Stiamo andando verso una nuovo ruolo del business. Per il 63% degli intervistati, oltre a vendere prodotti o a offrire servizi, i marchi e le aziende devono agire in prima persona rispetto a questioni sociali rilevanti, per il 67% è arrivato addirittura il momento che le imprese cambino il proprio modo di vivere e operare per la società. La fiducia è un punto cruciale, resta uno scetticismo di fondo da affrontare perché per il 67% rimane ancora difficile capire se un’azienda è veramente responsabile.
Per quanto riguarda la comprensione se una marca è effettivamente civica, l’83% ha le idee chiare: il “civismo” dei brand non può prescindere dall’attenzione dai primi portatori di interessi, ci si deve occupare della qualità della vita dei propri dipendenti; per l’82% un civic brand deve portare un contributo di prossimità, con azioni concrete sul territorio e per il 68% degli intervistati dovrebbe prendere una posizione chiara e concreta in ambiti delicati, come diritti civili, razzismo e parità di genere.
“Non c’è più tempo per tergiversare, le tematiche non possono più essere delegate ai racconti e alle narrative. Il 31% degli intervistati si trova molto d’accordo nel ritenere che una marca o azienda, che oggi non agisce concretamente in tema di sostenibilità ambientale, non può avere futuro. Comunicazione e azione devono andare a braccetto, la creatività si misura con l’impegno, le azioni e l’impatto delle parole” afferma Paolo Iabichino, Direttore Creativo e co-founder dell’Osservatorio Civic Brands. “Serve una scrittura in grado di ribaltare archetipi e paradigmi e in grado di mettere le parole al servizio dell’impatto sociale e culturale, per questo sono felice sia partita la seconda edizione di Scrittura Civile alla Scuola Holden. Se pensiamo che il 40% degli intervistati aderirebbe volentieri ad un’iniziativa in ambito sociale, culturale, ambientale volta a migliorare la propria comunità, o realtà in cui vivono, promossa da una marca o da una azienda e il 36% ammette che, se fosse coinvolta, sarebbe molto più propensa a scegliere ed acquistare i loro prodotti, capiamo quanto creativi e brand possano fare per il cambiamento. È il momento della co-creazione”.

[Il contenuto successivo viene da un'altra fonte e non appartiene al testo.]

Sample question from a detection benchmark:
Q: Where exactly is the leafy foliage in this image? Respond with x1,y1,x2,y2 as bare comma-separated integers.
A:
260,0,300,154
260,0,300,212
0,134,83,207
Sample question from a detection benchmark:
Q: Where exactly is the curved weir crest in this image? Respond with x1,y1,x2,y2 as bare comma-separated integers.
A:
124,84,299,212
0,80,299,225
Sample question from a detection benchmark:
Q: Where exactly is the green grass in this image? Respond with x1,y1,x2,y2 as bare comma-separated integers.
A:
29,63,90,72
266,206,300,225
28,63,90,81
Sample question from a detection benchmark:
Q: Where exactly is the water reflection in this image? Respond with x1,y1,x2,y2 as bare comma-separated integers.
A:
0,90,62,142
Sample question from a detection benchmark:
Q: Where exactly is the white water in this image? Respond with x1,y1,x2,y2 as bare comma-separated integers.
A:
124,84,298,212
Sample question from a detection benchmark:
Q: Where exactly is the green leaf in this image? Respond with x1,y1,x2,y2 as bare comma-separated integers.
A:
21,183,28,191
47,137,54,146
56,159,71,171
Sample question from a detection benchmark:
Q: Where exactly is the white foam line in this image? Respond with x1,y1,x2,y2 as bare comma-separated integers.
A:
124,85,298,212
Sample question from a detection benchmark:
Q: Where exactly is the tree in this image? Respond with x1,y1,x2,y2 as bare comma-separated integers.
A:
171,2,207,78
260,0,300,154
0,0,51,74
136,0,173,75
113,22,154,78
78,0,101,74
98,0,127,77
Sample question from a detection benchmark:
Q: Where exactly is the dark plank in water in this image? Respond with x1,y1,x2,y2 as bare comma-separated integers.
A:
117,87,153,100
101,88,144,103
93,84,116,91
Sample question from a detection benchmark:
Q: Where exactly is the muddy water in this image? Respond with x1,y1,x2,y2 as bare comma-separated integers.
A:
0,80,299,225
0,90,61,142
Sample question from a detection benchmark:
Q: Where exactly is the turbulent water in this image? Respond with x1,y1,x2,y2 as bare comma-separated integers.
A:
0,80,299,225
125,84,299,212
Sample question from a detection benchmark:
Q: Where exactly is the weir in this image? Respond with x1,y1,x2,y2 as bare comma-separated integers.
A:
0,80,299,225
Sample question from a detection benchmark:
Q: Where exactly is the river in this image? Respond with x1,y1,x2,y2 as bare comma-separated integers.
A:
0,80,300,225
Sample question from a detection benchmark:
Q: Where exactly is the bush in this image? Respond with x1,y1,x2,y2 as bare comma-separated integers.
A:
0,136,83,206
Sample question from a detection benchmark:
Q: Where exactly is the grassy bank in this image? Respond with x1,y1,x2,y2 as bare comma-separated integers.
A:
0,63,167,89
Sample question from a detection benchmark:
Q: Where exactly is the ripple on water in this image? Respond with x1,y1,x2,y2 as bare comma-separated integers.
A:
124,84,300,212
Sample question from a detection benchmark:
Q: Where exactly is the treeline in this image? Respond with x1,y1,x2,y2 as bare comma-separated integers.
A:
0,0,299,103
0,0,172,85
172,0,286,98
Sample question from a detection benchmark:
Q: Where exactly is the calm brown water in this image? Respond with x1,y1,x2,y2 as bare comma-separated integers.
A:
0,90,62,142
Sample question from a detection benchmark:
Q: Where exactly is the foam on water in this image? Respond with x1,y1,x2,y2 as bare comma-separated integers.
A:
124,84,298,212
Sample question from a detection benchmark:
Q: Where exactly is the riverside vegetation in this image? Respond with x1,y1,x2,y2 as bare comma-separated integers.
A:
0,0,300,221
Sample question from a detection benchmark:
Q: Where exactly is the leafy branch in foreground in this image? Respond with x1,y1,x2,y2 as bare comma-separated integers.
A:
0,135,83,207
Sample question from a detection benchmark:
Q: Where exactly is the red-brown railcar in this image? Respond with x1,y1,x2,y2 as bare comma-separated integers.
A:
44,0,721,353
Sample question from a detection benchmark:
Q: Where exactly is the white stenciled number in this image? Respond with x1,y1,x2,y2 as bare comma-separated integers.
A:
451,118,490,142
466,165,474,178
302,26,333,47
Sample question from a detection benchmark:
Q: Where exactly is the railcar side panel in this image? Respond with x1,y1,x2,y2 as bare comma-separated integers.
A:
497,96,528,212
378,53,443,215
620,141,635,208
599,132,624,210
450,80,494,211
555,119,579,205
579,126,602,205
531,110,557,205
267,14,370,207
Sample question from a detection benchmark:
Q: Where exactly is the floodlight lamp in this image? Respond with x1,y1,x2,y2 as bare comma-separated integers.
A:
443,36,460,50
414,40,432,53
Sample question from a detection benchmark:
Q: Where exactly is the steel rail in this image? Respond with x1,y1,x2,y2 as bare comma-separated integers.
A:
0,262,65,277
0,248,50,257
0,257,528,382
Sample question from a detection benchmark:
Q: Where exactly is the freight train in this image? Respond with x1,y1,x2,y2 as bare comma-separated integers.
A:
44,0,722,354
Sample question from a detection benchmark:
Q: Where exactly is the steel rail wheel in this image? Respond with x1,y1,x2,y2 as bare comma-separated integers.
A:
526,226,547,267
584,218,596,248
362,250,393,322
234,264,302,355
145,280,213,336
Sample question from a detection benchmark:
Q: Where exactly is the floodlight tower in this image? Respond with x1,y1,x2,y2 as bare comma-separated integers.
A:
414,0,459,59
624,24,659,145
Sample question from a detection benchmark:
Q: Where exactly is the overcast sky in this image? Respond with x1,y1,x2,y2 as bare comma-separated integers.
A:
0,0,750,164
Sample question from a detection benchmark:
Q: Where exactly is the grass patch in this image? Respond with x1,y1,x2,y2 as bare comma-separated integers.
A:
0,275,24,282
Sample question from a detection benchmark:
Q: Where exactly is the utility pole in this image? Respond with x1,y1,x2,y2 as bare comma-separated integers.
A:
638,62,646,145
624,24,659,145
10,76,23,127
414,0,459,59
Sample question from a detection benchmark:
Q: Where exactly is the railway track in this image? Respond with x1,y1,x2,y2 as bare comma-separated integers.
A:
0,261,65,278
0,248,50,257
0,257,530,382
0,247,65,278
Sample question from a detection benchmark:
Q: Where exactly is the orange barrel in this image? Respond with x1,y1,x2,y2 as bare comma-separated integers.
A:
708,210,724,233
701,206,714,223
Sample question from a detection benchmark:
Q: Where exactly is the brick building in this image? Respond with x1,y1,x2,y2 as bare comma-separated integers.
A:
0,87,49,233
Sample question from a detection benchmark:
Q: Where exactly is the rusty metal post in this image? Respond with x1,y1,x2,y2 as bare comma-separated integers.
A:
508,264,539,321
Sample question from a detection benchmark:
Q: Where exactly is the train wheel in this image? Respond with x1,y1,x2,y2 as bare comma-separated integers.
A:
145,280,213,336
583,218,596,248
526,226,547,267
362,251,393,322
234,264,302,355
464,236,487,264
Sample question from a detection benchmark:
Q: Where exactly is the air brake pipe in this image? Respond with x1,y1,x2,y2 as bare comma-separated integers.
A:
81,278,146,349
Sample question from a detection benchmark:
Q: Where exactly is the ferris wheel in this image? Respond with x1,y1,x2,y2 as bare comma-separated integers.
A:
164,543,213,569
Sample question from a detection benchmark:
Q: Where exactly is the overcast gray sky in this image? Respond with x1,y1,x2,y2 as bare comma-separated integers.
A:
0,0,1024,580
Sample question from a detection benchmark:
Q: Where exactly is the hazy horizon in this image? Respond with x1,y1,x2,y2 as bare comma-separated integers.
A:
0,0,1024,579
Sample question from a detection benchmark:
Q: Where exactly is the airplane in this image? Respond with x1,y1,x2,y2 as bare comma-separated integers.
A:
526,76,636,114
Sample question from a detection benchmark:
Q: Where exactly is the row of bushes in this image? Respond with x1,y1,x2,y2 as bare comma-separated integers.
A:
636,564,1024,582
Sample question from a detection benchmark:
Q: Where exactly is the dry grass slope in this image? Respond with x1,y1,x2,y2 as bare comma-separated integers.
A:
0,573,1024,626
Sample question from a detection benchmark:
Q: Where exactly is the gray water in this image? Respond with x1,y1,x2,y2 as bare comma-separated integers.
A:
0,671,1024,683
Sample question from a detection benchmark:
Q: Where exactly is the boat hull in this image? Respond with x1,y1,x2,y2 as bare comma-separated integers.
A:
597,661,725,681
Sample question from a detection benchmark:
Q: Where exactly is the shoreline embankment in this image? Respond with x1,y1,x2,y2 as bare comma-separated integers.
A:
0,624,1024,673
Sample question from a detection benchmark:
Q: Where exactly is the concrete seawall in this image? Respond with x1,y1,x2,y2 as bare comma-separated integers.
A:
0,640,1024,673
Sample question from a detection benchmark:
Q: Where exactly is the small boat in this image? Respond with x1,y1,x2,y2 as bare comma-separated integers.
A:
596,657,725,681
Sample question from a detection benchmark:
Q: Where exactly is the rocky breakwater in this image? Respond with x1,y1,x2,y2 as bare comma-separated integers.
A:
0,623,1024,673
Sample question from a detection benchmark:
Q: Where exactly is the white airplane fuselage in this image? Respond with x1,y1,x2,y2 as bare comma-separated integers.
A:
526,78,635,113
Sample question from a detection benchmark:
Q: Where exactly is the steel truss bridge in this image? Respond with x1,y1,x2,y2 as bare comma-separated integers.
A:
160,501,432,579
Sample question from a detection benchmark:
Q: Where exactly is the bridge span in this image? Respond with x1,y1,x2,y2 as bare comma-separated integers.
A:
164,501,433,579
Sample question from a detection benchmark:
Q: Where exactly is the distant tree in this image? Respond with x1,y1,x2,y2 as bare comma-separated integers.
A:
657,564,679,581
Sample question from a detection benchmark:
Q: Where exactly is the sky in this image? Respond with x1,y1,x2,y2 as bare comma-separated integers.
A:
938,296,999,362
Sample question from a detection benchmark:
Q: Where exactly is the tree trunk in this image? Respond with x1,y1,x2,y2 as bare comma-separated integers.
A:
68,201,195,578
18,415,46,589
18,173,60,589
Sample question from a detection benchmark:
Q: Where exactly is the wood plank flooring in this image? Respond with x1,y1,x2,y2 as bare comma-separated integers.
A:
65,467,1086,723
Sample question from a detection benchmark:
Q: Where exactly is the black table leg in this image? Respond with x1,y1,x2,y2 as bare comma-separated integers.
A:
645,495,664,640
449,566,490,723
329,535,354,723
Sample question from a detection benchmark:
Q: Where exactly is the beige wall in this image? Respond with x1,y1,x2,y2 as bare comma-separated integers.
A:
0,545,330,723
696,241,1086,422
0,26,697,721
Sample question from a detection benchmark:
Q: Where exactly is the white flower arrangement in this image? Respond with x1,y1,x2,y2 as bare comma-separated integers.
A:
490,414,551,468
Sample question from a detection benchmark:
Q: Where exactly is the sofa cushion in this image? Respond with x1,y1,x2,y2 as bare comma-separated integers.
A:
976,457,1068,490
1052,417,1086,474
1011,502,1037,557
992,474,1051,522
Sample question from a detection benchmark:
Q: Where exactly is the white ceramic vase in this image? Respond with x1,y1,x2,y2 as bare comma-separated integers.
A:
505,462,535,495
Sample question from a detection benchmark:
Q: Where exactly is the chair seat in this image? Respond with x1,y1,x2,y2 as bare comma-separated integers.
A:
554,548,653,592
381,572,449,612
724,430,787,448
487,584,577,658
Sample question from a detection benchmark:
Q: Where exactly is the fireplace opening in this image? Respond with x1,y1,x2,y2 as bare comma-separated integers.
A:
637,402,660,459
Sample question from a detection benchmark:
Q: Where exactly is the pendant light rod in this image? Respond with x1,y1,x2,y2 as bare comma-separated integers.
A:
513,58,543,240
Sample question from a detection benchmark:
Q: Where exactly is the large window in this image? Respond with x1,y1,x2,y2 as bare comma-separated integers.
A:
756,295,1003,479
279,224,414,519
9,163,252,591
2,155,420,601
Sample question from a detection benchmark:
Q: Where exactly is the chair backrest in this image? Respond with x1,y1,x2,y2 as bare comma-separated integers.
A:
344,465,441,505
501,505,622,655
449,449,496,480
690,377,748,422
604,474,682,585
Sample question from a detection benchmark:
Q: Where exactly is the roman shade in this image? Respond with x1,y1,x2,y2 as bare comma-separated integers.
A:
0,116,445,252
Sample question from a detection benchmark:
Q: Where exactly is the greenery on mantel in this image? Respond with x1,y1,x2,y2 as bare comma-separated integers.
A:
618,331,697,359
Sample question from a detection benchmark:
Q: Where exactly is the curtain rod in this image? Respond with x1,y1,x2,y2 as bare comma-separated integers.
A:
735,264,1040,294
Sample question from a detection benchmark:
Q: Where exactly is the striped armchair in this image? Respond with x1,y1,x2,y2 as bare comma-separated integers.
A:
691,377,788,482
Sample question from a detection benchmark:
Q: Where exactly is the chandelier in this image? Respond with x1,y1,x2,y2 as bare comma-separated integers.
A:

L’84% infatti, ritiene che le marche e le aziende devono ascoltare e farsi aiutare dai propri consumatori per agire in modo responsabile per il bene delle comunità e dei territori e il 78% le vuole parte attiva, aiutando e appoggiando le persone nelle azioni e iniziative per migliorare la società.
L’impegno civico del brand ha una ricaduta economica concreta, il comportamento di una marca ormai è un driver di acquisto.